A Flashy Approach to Watching Brains in Action

In April, when Barack Obama announced the launch of the BRAIN Initiative, a well-funded drive to better understand the brain, some neuroscientists raised a sceptical eyebrow. The project’s fuzzy goals included mapping the activity of vast numbers of neurons in the brain as they fired—effectively, watching thoughts in real-time. Some people talked about mapping hundreds of thousands of neurons. Others spoke about recording activity from every single one—all 86 billion of them.

It seemed far-fetched. Today’s technology makes it difficult to record the activity of a handful of neurons, let alone thousands or billions. For example, you could use a technique called patch-clamping, which involves impaling neurons with microscopic electrodes. It’s arcane, cumbersome, very difficult to pull off in the brain of a living animal, and virtually impossible to do for more than a couple of neurons at the same time.

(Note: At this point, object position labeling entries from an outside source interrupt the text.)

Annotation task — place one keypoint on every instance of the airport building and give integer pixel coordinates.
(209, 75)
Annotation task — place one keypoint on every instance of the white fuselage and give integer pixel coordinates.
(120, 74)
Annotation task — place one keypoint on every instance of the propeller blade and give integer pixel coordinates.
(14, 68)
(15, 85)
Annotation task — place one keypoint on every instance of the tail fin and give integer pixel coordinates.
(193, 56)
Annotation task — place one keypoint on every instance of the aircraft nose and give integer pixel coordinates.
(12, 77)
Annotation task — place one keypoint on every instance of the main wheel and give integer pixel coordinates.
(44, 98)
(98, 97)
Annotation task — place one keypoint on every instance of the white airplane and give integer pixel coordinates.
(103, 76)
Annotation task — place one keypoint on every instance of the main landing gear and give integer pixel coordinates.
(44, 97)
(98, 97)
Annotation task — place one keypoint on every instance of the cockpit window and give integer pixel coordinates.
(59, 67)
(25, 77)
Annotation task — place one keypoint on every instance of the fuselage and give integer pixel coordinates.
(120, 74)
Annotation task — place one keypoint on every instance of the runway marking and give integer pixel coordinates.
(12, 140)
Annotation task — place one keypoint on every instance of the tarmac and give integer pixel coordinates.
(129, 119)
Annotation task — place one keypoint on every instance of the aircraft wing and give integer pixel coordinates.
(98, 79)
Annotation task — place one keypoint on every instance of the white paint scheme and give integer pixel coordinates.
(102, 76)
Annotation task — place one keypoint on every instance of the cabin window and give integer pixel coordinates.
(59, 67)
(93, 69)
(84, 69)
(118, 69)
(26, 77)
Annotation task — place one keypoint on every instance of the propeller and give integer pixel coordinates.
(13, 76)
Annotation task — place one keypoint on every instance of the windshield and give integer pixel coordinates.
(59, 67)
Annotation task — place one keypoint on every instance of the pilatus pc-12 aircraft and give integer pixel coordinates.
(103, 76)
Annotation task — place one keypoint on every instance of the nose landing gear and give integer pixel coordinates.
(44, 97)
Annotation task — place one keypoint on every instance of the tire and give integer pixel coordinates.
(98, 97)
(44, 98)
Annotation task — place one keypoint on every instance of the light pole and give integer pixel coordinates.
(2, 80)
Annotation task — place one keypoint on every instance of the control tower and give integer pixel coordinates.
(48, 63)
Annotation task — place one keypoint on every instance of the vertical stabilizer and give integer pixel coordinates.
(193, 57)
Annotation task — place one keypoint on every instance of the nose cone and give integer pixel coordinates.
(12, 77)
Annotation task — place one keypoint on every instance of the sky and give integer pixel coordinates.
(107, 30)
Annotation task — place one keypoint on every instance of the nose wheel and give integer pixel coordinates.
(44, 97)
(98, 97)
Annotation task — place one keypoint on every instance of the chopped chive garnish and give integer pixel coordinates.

That’s a problem, when what we really want to do is to study entire neural circuits. Neurons work together to produce memories, make decisions, and compute information. If you can only study them one at a time, it’s like trying to understand a movie by only watching one pixel on a screen. “Understanding how a neural circuit is performing a computation requires knowing the electrical activity of all of the neurons in that circuit,” explains Michael Nitabach from Yale University.

His team, led by former member Guan Cao, has now taken us closer to that goal, with a new tool called Arclight.  It allows them to record the activity of many, specifically-chosen neurons, in lots of detail, all without using any electrodes. Instead, it relies on light.

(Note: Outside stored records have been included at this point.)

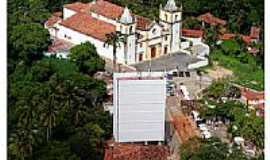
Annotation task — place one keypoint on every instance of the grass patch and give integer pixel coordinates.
(245, 74)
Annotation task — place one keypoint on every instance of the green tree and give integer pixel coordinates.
(56, 150)
(29, 41)
(87, 58)
(115, 39)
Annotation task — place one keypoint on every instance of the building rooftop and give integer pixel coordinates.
(89, 25)
(167, 62)
(108, 10)
(251, 94)
(126, 151)
(55, 17)
(210, 19)
(142, 22)
(192, 33)
(60, 45)
(227, 36)
(126, 17)
(78, 7)
(170, 6)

As neurons fire, waves of changing voltage spread over their surface. Arclight uses glowing proteins that can detect and respond to these fluctuations; the higher the voltage, the stronger the glow. By loading these proteins into the brain of a fly and watching the insect under a microscope, Cao could see its neurons firing as it responded to smells or fell asleep.

“This was absolutely transformative for us,” says Nitabach. “We’ve been doing electrode-based physiology for decades. Being able to look into the brain of a behaving animal and, for the first time, see membrane events occurring in real-time is just awesome.”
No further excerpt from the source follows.